[llvm-bugs] [Bug 33913] New: clang corrupts rsp when used as output constraint (Linux kernel >= 4.6 inline asm)

via llvm-bugs llvm-bugs at lists.llvm.org
Mon Jul 24 11:59:47 PDT 2017


https://bugs.llvm.org/show_bug.cgi?id=33913

            Bug ID: 33913
           Summary: clang corrupts rsp when used as output constraint
                    (Linux kernel >= 4.6 inline asm)
           Product: libraries
           Version: trunk
          Hardware: PC
                OS: Linux
            Status: NEW
          Severity: enhancement
          Priority: P
         Component: Backend: X86
          Assignee: unassignedbugs at nondot.org
          Reporter: manojgupta at google.com
                CC: llvm-bugs at lists.llvm.org

Reported by mka at chromium.org.
chromium bug: https://bugs.chromium.org/p/chromium/issues/detail?id=737659

The following upstream kernel commit intends to forces a stack frame before
inline assembly code if it doesn't already exist:


commit f05058c4d652b619adfda6c78d8f5b341169c264
Author: Chris J Arges <chris.j.arges at canonical.com>
Date:   Thu Jan 21 16:49:25 2016 -0600

    x86/uaccess: Add stack frame output operand in get_user() inline asm

    Numerous 'call without frame pointer save/setup' warnings are introduced
    by stacktool because of functions using the get_user() macro. Bad stack
    traces could occur due to lack of or misplacement of stack frame setup
    code.

    This patch forces a stack frame to be created before the inline asm code
    if CONFIG_FRAME_POINTER is enabled by listing the stack pointer as an
    output operand for the get_user() inline assembly statement.
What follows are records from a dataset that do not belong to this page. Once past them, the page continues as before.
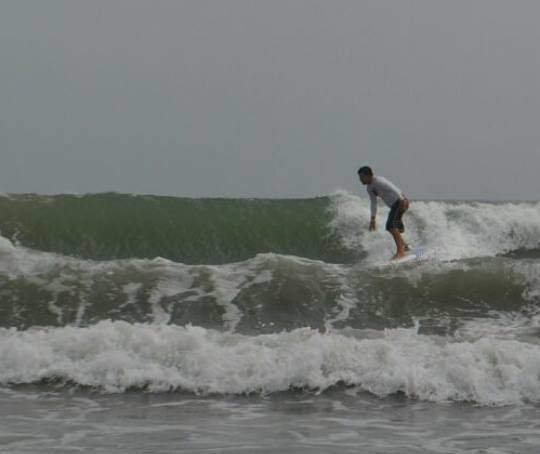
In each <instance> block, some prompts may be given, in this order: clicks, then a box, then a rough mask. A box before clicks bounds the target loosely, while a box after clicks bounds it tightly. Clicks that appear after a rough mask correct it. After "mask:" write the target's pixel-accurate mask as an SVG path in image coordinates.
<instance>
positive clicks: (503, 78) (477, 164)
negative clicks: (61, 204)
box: [0, 0, 540, 199]
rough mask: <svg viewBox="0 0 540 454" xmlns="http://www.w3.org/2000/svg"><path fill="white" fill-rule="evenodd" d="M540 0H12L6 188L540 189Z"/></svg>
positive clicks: (269, 193) (239, 190)
mask: <svg viewBox="0 0 540 454" xmlns="http://www.w3.org/2000/svg"><path fill="white" fill-rule="evenodd" d="M539 18H540V2H538V1H535V0H531V1H510V0H508V1H506V0H505V1H498V0H467V1H460V0H451V1H450V0H445V1H437V0H425V1H420V0H418V1H407V0H395V1H386V0H373V1H362V0H351V1H340V0H332V1H330V0H325V1H319V0H264V1H263V0H190V1H182V0H177V1H160V0H153V1H150V0H92V1H85V0H65V1H64V0H47V1H41V0H35V1H31V0H28V1H20V0H2V1H1V2H0V191H1V192H38V193H60V192H77V193H86V192H102V191H118V192H130V193H131V192H133V193H153V194H169V195H176V196H195V197H205V196H220V197H234V196H244V197H245V196H247V197H263V196H270V197H290V196H305V197H309V196H314V195H323V194H328V193H330V192H332V191H333V190H335V189H337V188H343V189H347V190H361V191H363V188H360V186H359V184H358V181H357V179H356V174H355V172H356V169H357V168H358V166H359V165H363V164H370V165H372V166H373V167H374V169H375V171H376V172H378V173H380V174H381V175H384V176H386V177H388V178H390V179H391V180H393V181H395V183H396V184H398V186H400V187H401V188H402V189H404V190H405V192H407V193H408V194H409V195H410V196H411V197H415V198H447V199H455V198H476V199H539V198H540V197H539V195H540V178H539V177H538V170H539V169H540V27H539V26H538V20H539Z"/></svg>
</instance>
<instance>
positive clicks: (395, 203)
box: [386, 200, 405, 233]
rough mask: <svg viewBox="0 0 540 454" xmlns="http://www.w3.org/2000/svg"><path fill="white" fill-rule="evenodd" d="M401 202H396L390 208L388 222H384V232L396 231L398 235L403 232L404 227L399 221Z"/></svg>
mask: <svg viewBox="0 0 540 454" xmlns="http://www.w3.org/2000/svg"><path fill="white" fill-rule="evenodd" d="M400 202H401V200H398V201H396V202H395V203H394V204H393V205H392V206H391V208H390V213H388V220H387V221H386V230H388V231H390V230H392V229H398V230H399V231H400V233H403V232H404V231H405V226H404V225H403V222H402V221H401V217H402V216H403V213H405V211H404V210H402V209H401V203H400Z"/></svg>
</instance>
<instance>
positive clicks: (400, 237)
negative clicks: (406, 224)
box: [390, 229, 409, 260]
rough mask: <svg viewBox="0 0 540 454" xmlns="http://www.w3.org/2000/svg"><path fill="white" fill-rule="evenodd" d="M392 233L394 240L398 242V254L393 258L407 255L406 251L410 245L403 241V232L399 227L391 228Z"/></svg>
mask: <svg viewBox="0 0 540 454" xmlns="http://www.w3.org/2000/svg"><path fill="white" fill-rule="evenodd" d="M390 234H391V235H392V237H393V238H394V241H395V242H396V249H397V252H396V255H394V257H393V260H395V259H399V258H401V257H405V256H406V255H407V254H406V251H407V250H408V249H409V247H408V245H407V244H405V241H403V237H402V236H401V233H400V232H399V230H398V229H391V230H390Z"/></svg>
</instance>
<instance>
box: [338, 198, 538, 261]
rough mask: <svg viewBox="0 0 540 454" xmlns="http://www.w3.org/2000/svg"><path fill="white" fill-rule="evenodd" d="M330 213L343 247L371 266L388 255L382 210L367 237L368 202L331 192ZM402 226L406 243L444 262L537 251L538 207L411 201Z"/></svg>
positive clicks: (384, 219) (381, 203) (513, 203)
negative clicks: (352, 252) (462, 259)
mask: <svg viewBox="0 0 540 454" xmlns="http://www.w3.org/2000/svg"><path fill="white" fill-rule="evenodd" d="M381 204H382V203H381ZM382 205H384V204H382ZM331 210H332V213H333V221H332V224H331V227H332V229H333V230H334V232H336V233H337V234H338V235H339V237H340V238H341V241H342V243H343V245H344V246H345V247H347V248H351V249H361V250H364V251H366V252H367V253H368V261H370V262H371V263H377V262H380V261H382V260H385V259H387V258H388V257H389V256H390V255H391V251H392V249H393V248H394V245H393V241H392V239H391V237H390V235H388V234H387V233H386V232H385V231H384V221H385V217H386V214H387V210H386V208H384V209H381V210H380V213H379V215H378V222H379V229H378V231H377V232H367V226H368V223H369V200H368V199H367V197H364V198H361V197H359V196H357V195H354V194H351V193H348V192H345V191H340V192H336V193H335V194H334V195H333V196H332V205H331ZM405 225H406V229H407V231H406V237H407V239H408V241H409V242H410V243H411V244H413V245H419V246H423V247H424V248H425V249H426V250H427V251H428V253H429V254H431V255H432V256H436V257H437V258H440V259H443V260H456V259H463V258H472V257H492V256H495V255H497V254H504V253H507V252H510V251H514V250H518V249H536V248H539V247H540V203H498V204H494V203H481V202H463V203H450V202H420V201H413V202H412V203H411V208H410V210H409V211H408V212H407V214H406V215H405Z"/></svg>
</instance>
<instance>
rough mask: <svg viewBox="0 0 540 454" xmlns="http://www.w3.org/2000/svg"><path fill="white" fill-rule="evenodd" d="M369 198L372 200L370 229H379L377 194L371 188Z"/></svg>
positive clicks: (369, 194) (371, 204)
mask: <svg viewBox="0 0 540 454" xmlns="http://www.w3.org/2000/svg"><path fill="white" fill-rule="evenodd" d="M367 191H368V194H369V200H370V201H371V219H370V221H369V230H371V231H373V230H376V229H377V221H376V218H377V196H376V195H375V194H373V192H371V191H370V190H369V189H368V190H367Z"/></svg>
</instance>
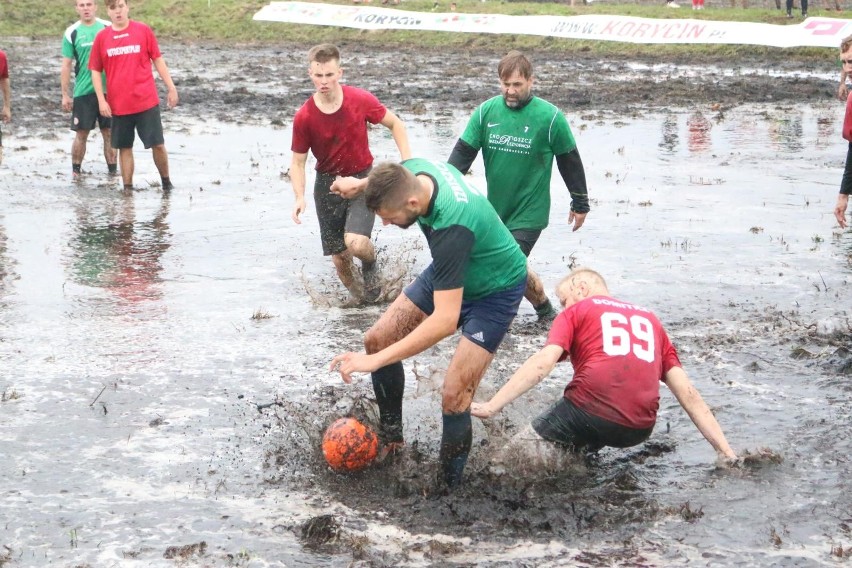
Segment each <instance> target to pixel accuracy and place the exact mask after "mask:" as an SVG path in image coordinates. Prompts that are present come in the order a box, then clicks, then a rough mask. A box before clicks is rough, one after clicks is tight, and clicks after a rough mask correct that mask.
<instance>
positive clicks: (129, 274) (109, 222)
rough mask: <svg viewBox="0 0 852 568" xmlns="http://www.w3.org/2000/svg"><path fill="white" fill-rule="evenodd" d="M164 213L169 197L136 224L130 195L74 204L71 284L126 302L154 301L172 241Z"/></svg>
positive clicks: (83, 201) (87, 197)
mask: <svg viewBox="0 0 852 568" xmlns="http://www.w3.org/2000/svg"><path fill="white" fill-rule="evenodd" d="M168 213H169V194H168V193H165V194H163V198H162V200H161V201H160V205H159V208H158V209H157V210H156V212H155V213H154V216H153V218H150V219H141V220H140V219H137V213H136V204H135V200H134V195H133V193H131V192H120V193H118V192H109V193H107V194H105V195H99V196H95V195H85V196H82V197H81V198H80V199H78V200H77V203H76V204H75V205H74V214H75V220H74V226H73V236H72V237H71V239H70V243H69V244H70V251H69V252H70V256H71V258H70V262H69V265H68V270H69V272H70V273H71V278H72V280H74V281H75V282H77V283H78V284H82V285H84V286H92V287H97V288H105V289H108V290H110V291H111V292H113V293H114V294H115V295H116V296H117V297H119V298H121V299H123V300H126V301H129V302H138V301H143V300H150V299H157V298H159V297H160V295H161V290H160V289H159V287H158V286H157V283H158V282H159V281H160V273H161V271H162V268H163V267H162V262H161V257H162V255H163V253H164V252H165V251H166V250H168V248H169V241H170V238H171V235H170V233H169V226H168V223H167V222H166V217H167V216H168Z"/></svg>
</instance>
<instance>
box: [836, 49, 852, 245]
mask: <svg viewBox="0 0 852 568" xmlns="http://www.w3.org/2000/svg"><path fill="white" fill-rule="evenodd" d="M840 62H841V64H842V65H843V70H844V71H848V72H852V36H848V37H846V38H844V39H843V41H841V42H840ZM843 138H844V139H845V140H847V141H848V142H849V147H848V149H847V151H846V165H845V166H844V167H843V178H842V179H841V181H840V193H839V194H838V195H837V204H836V205H835V206H834V218H835V219H837V223H838V224H839V225H840V228H841V229H845V228H846V225H847V223H846V207H847V206H848V205H849V194H850V193H852V93H849V95H848V96H847V98H846V117H845V118H844V120H843Z"/></svg>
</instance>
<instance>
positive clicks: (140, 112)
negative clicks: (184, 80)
mask: <svg viewBox="0 0 852 568" xmlns="http://www.w3.org/2000/svg"><path fill="white" fill-rule="evenodd" d="M134 132H138V133H139V139H140V140H141V141H142V143H143V144H144V145H145V148H150V147H151V146H160V145H161V144H165V141H164V140H163V121H162V119H161V118H160V106H159V105H157V106H153V107H151V108H149V109H148V110H145V111H142V112H137V113H135V114H123V115H121V116H113V117H112V147H113V148H115V149H119V148H133V141H134V140H135V135H134Z"/></svg>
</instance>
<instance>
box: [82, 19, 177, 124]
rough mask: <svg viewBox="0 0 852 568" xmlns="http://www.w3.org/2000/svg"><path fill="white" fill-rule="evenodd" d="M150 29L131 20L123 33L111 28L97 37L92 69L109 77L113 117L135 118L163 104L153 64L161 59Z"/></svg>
mask: <svg viewBox="0 0 852 568" xmlns="http://www.w3.org/2000/svg"><path fill="white" fill-rule="evenodd" d="M160 56H161V54H160V46H159V45H157V38H156V37H154V32H153V31H151V28H149V27H148V26H146V25H145V24H143V23H141V22H136V21H133V20H130V23H129V25H128V26H127V27H126V28H125V29H123V30H121V31H120V32H117V31H115V30H114V29H113V28H112V26H109V27H106V28H104V29H102V30H101V31H100V32H98V35H97V36H95V43H94V44H92V53H91V55H90V56H89V69H91V70H92V71H102V72H105V73H106V81H107V84H106V93H107V95H106V97H107V102H108V103H109V106H110V108H111V109H112V113H113V114H114V115H118V116H121V115H125V114H136V113H137V112H143V111H146V110H148V109H150V108H154V107H155V106H157V105H158V104H160V96H159V95H158V94H157V85H156V84H155V83H154V73H153V71H152V70H151V61H152V60H154V59H157V58H158V57H160Z"/></svg>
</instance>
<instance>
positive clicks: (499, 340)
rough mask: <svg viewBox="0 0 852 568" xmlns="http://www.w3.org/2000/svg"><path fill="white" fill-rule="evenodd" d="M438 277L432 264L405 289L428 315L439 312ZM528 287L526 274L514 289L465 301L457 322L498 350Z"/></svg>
mask: <svg viewBox="0 0 852 568" xmlns="http://www.w3.org/2000/svg"><path fill="white" fill-rule="evenodd" d="M434 280H435V265H434V264H430V265H429V266H427V267H426V270H424V271H423V272H421V273H420V276H418V277H417V278H416V279H415V280H414V282H412V283H411V284H409V285H408V286H406V287H405V290H403V293H404V294H405V295H406V297H407V298H408V299H409V300H411V301H412V302H413V303H414V305H415V306H417V307H418V308H419V309H420V310H421V311H422V312H423V313H425V314H427V315H431V314H432V312H434V311H435V282H434ZM526 289H527V277H526V276H524V277H523V278H521V279H520V280H518V282H517V283H515V285H514V286H512V287H511V288H508V289H506V290H502V291H500V292H494V293H493V294H490V295H488V296H485V297H483V298H478V299H476V300H464V301H462V307H461V311H460V312H459V321H458V324H457V327H460V328H461V329H462V335H463V336H465V337H467V338H468V339H469V340H470V341H472V342H473V343H475V344H477V345H479V346H480V347H482V348H483V349H485V350H486V351H488V352H489V353H494V352H496V351H497V348H498V347H499V346H500V342H502V341H503V338H504V337H505V336H506V332H507V331H509V326H511V325H512V320H513V319H515V316H516V315H517V314H518V306H520V305H521V300H523V298H524V290H526Z"/></svg>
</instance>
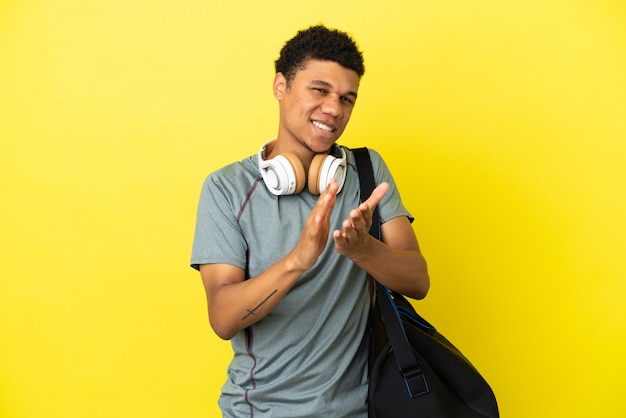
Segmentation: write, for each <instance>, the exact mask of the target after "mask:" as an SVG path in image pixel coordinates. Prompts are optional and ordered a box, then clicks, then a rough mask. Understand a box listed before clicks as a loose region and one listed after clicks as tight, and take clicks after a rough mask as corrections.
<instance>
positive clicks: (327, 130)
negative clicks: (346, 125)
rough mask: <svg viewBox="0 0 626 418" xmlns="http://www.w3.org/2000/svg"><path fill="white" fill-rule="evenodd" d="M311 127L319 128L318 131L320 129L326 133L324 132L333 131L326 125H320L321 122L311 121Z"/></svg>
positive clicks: (323, 124) (332, 128) (329, 131)
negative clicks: (311, 121) (316, 127)
mask: <svg viewBox="0 0 626 418" xmlns="http://www.w3.org/2000/svg"><path fill="white" fill-rule="evenodd" d="M313 125H315V126H317V127H318V128H320V129H322V130H324V131H326V132H332V131H334V129H333V128H331V127H330V126H328V125H324V124H323V123H321V122H317V121H313Z"/></svg>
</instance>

diff --git a/arch/x86/include/asm/uaccess.h b/arch/x86/include/asm/uaccess.h
index a4a30e4b2d34..9bbb3b2d0372 100644
--- a/arch/x86/include/asm/uaccess.h
+++ b/arch/x86/include/asm/uaccess.h
@@ -179,10 +179,11 @@ __typeof__(__builtin_choose_expr(sizeof(x) > sizeof(0UL),
0ULL, 0UL))
 ({                                                                     \
        int __ret_gu;                                                   \
        register __inttype(*(ptr)) __val_gu asm("%"_ASM_DX);            \
+       register void *__sp asm(_ASM_SP);                               \
        __chk_user_ptr(ptr);                                            \
        might_fault();                                                  \
-       asm volatile("call __get_user_%P3"                              \
-                    : "=a" (__ret_gu), "=r" (__val_gu)                 \
+       asm volatile("call __get_user_%P4"                              \
+                    : "=a" (__ret_gu), "=r" (__val_gu), "+r" (__sp)    \
                     : "0" (ptr), "i" (sizeof(*(ptr))));                \


This inline asm causes double fault when compiled with clang.

Analysis by Josh Poimboeuf:

  Here's the reason for the double fault.  First it puts zero on the stack
  at offset -0x58:

  > ffffffff81367616:     31 c0                   xor    %eax,%eax
  > ffffffff81367618:     48 89 45 c8             mov    %rax,-0x38(%rbp)
  > ffffffff8136761c:     45 31 ff                xor    %r15d,%r15d
  > ffffffff8136761f:     48 89 45 a8             mov    %rax,-0x58(%rbp)

  Then, later, it copies that zeroed word from the stack to RSP:

  > ffffffff81367874:     48 8b 65 a8             mov    -0x58(%rbp),%rsp

  Then it double faults because the call instruction tries to write RIP on
  the stack, but RSP is zero:

  > ffffffff81367878:     e8 73 26 f1 ff          callq  ffffffff81279ef0
<__get_user_4>

  Then clang tries to put RSP's value on the stack, at the same stack slot
  where the original zero was stored (though it never reaches this point):

  > ffffffff8136787d:     49 89 d4                mov    %rdx,%r12
  > ffffffff81367880:     48 89 65 a8             mov    %rsp,-0x58(%rbp)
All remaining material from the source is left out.